The Power of Breathwork with Reis Paluso

What’s the first and last thing we do when we come into the world? Cry? Look at the ones we love?  Take a long, satisfying stretch?

Nope. We breathe.

Over the course of our lives, we do a lot of it: About a billion breaths from start to finish.

So why should we start thinking about something we never have to think about? Reis Paluso gets it.  This is a new field of study, and the benefits of paying attention to this simple, unconscious process will change your life.

Frozen and Fit

The Wim-Hof method has a chilly origin. Known as the “Ice Man,” Wim-Hof is a Dutch extreme athlete who has broken world records for swimming under ice, prolonged full-body contact with ice, and is the patriarch of the “Ice-Plunging” movement all over the world.
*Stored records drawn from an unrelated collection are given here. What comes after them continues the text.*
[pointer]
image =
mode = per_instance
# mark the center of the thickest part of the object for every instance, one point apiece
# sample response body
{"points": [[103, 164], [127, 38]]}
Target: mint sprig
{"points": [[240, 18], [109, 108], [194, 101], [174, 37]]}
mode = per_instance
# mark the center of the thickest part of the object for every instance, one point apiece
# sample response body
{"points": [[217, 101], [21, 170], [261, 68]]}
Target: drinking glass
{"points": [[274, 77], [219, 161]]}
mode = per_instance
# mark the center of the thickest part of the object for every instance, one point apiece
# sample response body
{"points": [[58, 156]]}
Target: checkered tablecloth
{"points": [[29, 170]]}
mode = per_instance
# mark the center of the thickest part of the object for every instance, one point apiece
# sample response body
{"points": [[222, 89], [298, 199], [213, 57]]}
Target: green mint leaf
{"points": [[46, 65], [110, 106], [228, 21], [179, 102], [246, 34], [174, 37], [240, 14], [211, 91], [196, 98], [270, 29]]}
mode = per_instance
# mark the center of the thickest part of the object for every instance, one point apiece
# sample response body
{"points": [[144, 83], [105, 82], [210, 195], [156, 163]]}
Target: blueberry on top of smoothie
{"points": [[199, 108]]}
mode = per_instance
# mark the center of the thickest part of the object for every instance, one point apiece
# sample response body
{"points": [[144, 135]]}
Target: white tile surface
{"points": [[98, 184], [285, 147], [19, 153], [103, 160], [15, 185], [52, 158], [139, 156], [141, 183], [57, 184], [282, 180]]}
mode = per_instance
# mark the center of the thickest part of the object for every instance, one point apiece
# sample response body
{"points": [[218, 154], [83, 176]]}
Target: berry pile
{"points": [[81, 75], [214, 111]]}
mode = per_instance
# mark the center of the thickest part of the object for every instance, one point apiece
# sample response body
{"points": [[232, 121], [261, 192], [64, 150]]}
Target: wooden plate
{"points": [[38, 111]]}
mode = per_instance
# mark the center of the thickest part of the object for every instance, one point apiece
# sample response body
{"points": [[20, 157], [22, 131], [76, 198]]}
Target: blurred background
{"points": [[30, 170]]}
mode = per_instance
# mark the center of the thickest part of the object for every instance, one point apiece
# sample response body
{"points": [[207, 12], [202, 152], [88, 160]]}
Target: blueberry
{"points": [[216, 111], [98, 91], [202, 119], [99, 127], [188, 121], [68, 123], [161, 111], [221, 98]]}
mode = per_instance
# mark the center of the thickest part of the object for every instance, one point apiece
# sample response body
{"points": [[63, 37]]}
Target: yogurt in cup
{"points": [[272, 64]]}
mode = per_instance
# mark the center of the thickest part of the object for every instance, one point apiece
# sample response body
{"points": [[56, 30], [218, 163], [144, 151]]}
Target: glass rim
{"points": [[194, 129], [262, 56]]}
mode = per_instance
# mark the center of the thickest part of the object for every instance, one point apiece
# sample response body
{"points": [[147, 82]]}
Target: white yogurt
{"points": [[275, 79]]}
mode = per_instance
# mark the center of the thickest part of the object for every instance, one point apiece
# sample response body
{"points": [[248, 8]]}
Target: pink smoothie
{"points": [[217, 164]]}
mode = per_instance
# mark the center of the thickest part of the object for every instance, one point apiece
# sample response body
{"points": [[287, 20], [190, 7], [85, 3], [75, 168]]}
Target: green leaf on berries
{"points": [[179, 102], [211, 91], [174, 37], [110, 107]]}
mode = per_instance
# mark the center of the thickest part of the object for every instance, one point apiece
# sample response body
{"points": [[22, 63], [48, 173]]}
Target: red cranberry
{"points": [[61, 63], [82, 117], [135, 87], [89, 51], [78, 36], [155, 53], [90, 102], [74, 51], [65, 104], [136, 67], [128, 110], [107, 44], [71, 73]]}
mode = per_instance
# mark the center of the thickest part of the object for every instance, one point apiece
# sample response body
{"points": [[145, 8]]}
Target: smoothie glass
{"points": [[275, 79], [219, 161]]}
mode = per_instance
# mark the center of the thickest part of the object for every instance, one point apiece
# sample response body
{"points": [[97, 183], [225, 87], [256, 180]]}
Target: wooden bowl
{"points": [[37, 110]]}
He runs marathons, routinely barefoot, and on both ice and snow. His method for tolerating the cold involves deeply and slowly breathing, thereby learning to control the nervous system. (11:30)

After discovering this profound method of mind/body control, Reis saw usefulness in this technique for the common man.  As a successful entrepreneur, husband, father of two young girls, and a lover of surfing,  Reis understandably found himself searching for a way to maintain balance in life. This dive into the Wim-Hof method eventually led Reis to an exploration of frozen mountains (wearing only shorts), and becoming fascinated by all types of breathing methods which are central to Wim-Hof.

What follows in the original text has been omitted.